The term does not include:

     (1)  Claims for payment of expenses incurred during a period of time when premiums were delinquent;

     (2)  Claims that are submitted fraudulently or that are based upon material misrepresentations;

     (3)  Claims for self-insured employer groups; claims for services rendered to individuals associated with a health care entity through a national participating provider network; or claims for [medicaid,] medicare, medigap, or other federally financed plan[;], excluding medicaid; and

     (4)  Claims that require a coordination of benefits, subrogation, or preexisting condition investigations, or that involve third-party liability.

     "Contest", "contesting", or "contested" means the circumstances under which an entity was not provided with, or did not have reasonable access to, sufficient information needed to determine payment liability or basis for payment of the claim.

     "Deny", "denying", or "denied" means the assertion by an entity that it has no liability to pay a claim based upon eligibility of the patient, coverage of a service, medical necessity of a service, liability of another payer, or other grounds.

     "Entity" means accident and health or sickness insurance providers under part I of article 10A of chapter 431, mutual benefit societies under article 1 of chapter 432, dental service corporations under chapter 423, and health maintenance organizations under chapter 432D.
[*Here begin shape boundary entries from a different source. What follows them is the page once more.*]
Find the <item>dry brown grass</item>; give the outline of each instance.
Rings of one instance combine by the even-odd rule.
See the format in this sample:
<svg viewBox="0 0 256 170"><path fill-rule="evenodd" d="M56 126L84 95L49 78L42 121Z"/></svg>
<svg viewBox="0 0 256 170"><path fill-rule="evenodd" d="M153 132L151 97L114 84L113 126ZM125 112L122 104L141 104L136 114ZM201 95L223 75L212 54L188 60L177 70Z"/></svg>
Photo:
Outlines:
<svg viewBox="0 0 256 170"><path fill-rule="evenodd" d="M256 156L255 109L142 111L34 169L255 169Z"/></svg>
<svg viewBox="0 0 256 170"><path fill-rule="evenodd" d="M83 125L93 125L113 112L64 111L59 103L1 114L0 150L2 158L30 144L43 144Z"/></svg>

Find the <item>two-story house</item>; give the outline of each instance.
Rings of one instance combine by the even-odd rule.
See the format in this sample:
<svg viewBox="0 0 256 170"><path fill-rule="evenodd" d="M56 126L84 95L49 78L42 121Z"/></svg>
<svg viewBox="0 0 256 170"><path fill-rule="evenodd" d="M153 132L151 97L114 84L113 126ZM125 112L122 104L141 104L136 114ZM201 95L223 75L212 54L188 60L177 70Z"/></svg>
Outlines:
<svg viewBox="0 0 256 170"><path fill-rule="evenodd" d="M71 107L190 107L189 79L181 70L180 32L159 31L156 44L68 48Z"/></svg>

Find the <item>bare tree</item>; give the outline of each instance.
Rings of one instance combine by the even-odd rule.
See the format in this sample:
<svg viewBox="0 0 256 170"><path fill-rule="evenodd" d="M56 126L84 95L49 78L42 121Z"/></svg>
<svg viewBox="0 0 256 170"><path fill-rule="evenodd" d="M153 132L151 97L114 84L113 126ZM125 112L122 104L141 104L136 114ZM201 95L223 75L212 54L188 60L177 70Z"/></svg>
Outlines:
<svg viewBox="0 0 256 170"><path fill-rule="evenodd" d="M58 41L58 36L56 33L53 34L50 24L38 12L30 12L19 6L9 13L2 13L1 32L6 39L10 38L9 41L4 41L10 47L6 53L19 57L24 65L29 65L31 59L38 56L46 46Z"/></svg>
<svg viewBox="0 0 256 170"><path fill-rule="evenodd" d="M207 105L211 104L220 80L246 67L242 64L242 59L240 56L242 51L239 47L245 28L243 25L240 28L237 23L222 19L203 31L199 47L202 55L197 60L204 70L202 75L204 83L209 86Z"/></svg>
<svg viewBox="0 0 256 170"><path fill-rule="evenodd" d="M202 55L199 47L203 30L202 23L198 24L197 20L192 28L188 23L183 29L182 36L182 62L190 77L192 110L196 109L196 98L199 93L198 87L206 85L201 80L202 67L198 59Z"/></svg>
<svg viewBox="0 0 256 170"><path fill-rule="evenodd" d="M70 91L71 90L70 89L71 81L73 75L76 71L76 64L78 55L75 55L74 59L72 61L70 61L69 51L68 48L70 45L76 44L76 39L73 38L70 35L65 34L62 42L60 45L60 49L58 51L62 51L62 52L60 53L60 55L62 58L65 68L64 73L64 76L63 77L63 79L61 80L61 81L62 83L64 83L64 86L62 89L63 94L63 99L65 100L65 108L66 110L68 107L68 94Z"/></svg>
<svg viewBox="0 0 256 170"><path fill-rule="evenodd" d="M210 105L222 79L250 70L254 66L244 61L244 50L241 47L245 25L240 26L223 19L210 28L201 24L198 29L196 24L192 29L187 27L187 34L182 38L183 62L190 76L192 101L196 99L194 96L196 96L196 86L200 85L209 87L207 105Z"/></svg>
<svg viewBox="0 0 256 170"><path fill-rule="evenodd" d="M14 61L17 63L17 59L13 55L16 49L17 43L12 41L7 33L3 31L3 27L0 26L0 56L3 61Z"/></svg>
     "Fraud" shall have the same meaning as in section 431:2-403.

     "Health care facility" shall have the same meaning as in section 323D-2; provided that health care facility shall not include an acute care hospital.

     "Health care provider" means a Hawaii health care facility, physician, nurse, or any other provider of health care services covered by an entity[.], including care homes and durable medical equipment providers."

     SECTION 2.  Statutory material to be repealed is bracketed and stricken.  New statutory material is underscored.

     SECTION 3.  If any part of this Act is found to be in conflict with federal requirements that are a prescribed condition for the allocation of federal funds to the State, the conflicting part of this Act is inoperative solely to the extent of the conflict and with respect to the agencies directly affected, and this finding does not affect the operation of the remainder of this Act in its application to the agencies concerned.

SECTION 4.  This Act shall take effect upon its approval.

 

INTRODUCED BY:

_____________________________

 

 


 


 

Report Title:

Clean Claims; Prompt Payment of Health Insurance Benefits

 

Description:

Requires the prompt payment of accident and health or sickness insurance benefits to health care providers within 30 days of receipt of a clean claim.  Establishes penalties for nonpayment of clean claims in a specified time period.

 

 

 

The summary description of legislation appearing on this page is for informational purposes only and is not legislation or evidence of legislative intent.